I am assuming that you are referring to the sample size. The main issue is whether the sample is representative of the population under study and will confine my remarks to a simple survey sample and not more elaborate sampling schemes.
The situation you pose is reminiscent of the story of the person who lost his wallet in the forest. When approached by a passerby the person was asked where he lost it and he replied “Over there in the forest.” “Then why are you looking under the lamp post?” asked the passerby. “Well, the light is better here” was the response. Statistician John Tukey was asked in a conference what he would do if data came to him for analysis without a pedigree. His response was “Send the mongrels back.”
Statistical estimation and statistical inference is predicated on having data that accurately represents the population under study. Notwithstanding, there are a few things you might do. You could construct upper bound and lower bound estimates based on lumping all of the data not collected into the most reasonable extreme positions (all high and then all low). These are often way too wide, but it is a possibility. You could also take this modified data and Winsorize (symmetrically move extreme observations toward the center) it or trim it (symmetrically eliminate extreme observations) and calculate descriptive statistics (with corrections based on whatever assumptions you are willing to make.) Estimates of relationship are a bit more complicated, though some robust tools are available and imputing missing data is not necessarily out of the question.

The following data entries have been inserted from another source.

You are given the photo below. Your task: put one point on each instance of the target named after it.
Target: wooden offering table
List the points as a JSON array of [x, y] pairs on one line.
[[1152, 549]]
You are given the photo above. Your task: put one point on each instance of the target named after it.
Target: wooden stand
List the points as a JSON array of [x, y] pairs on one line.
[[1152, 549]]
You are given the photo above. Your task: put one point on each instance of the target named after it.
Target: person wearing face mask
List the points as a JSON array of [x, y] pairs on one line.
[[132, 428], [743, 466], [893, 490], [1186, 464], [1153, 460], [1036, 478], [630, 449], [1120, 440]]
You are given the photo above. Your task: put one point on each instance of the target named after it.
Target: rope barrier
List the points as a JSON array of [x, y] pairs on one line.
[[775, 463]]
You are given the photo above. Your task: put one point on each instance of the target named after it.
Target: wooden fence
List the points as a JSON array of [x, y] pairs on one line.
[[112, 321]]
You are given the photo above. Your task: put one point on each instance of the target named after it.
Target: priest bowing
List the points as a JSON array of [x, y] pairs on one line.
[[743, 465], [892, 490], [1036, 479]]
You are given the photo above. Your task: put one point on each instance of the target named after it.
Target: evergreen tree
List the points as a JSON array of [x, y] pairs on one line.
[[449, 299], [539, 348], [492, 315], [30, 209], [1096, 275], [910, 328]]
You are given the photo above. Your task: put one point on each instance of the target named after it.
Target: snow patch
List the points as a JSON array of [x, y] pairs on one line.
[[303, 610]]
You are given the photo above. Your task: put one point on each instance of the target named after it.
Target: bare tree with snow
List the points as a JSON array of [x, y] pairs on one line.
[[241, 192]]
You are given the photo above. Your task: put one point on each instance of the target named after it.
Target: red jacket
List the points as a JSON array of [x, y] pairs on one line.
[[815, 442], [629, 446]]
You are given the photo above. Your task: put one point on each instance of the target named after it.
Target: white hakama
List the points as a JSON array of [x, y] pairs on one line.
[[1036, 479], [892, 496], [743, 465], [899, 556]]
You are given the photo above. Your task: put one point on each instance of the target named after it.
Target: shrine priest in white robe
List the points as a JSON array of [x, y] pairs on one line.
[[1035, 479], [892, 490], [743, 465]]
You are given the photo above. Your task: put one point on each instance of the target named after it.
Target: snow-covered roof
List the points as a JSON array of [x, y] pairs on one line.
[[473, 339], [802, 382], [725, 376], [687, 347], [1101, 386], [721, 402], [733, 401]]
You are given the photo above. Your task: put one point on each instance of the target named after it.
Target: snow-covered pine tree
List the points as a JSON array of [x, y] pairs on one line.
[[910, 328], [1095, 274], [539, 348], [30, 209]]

You could get another sample of data and compare it to your original dataset. If you have enough power and still cannot detect differences, then just combine the samples or if the new dataset contains only some critical variables, and no differences can be detected then just use the original data.
If you find differences between the second sample and your original sample, then a more complete investigation is warranted and you may learn things that you not expecting to find. In any event some replication and confirmation of your findings is warranted, particularly with dirty data.
If you are really interested in this problem then you may want to consult the literature in robust statistics, survey sampling and data imputation.
Good research usually starts with good methodological design. I know of no satisfactory statistical procedures that can save a study in the Neyman, Pearson, Fisher hypothesis traditions. You can, of course, describe the sample you have and its properties. Generalizing to some other situation or population is, however, unwarranted.
Perhaps others will share their opinions and ideas.
Dear David thank you for constructive feedback. Actually we had done a national survey where we estimated 150 clinics from 25 districts (there are total 75 districts), and we had no preexisting sampling frame. We had to go in the field and had to develop the frame. But in many districts there were not enough sample, so we decided to replace it from other sampled district but even with this strategy there were not sufficient sample across 25 districts. Though we did census in these 25 districts, we only achieved 78. Now will this be nationally representative?
The best thing is to examine your data and get robust estimates for your current level of uncertainty. That will let you know if the data can be used for any actions or if you need to rethink the collection strategy. I would not advise a complete statistical assessment at this stage, as you want to limit the number of times you run tests to avoid the risk of false positives.
Undersampling will increase the uncertainty in the data, which will reduce the power of the study. Is the variation you are observing acceptable or does it indicate that you need more complete. I assume from your description that there was a sampling pattern designed that was based on some assumption of heterogenity and variance in the population. How does your current data's variance compare to the assumptions you made?
If it is worse, then you need to think of strategies to expand data collection.
If it is comaprable or better then consider if you wish to complete your statistical analysis (but be prepared to accept whatever the outcome is).
Dear Deepak, The question I would have for you, now is "How did you come to pick these 25 districts?" Could you consider these districts to be clusters from your national divisions and were these clusters selected in a representative manner (i.e., random or some other strategy to guarantee representativeness?) Clusters, not individuals, then become the unit of sampling under this assumption. While this is an ex post facto sampling plan, it is the best that I can think of right now.
The next issue that comes to mind is how your data was obtained. Ideally, you would have a random sample within each cluster. So let's pretend that this requirement is met.
Now we get to what I thought was your original question, and it turns out that it may be the least problematic issue of the sampling design. Most statistical analytic techniques assume that the underlying sampling distribution of the statistic under consideration is based on sampling with replacement, particularly for finite populations. If there is some compelling reason to have particular cell sizes, and some of them contain a complete census, then why not create a resampling scheme to fill vacant data. I can imagine a couple of reasons for using such a procedure. First, the statistical procedure requires equal cell sizes for computation or second, proportional representation in each cell is required. So what I am suggesting is a hybrid model where if a cell requires 10 observations and you have only 8, then randomly (with replacement) pick another two observations to complete that part of your data.
Alternatively, you might consider that each cell contains an unbiased data set. Then you could create a sample of whatever size you desire by sampling with replacement from each corresponding data set.
In summary, I am proposing for your consideration that you conceptualize your design as a cluster (or some other nested) sampling plan and a resampling plan for data within each cluster.
I am reminded of some advice I got from one of my (tor)mentors many years ago. "It is always better to figure out what you want to do before you assess how well you've done it." Life would be much simpler if I heeded this advice in my own work more often.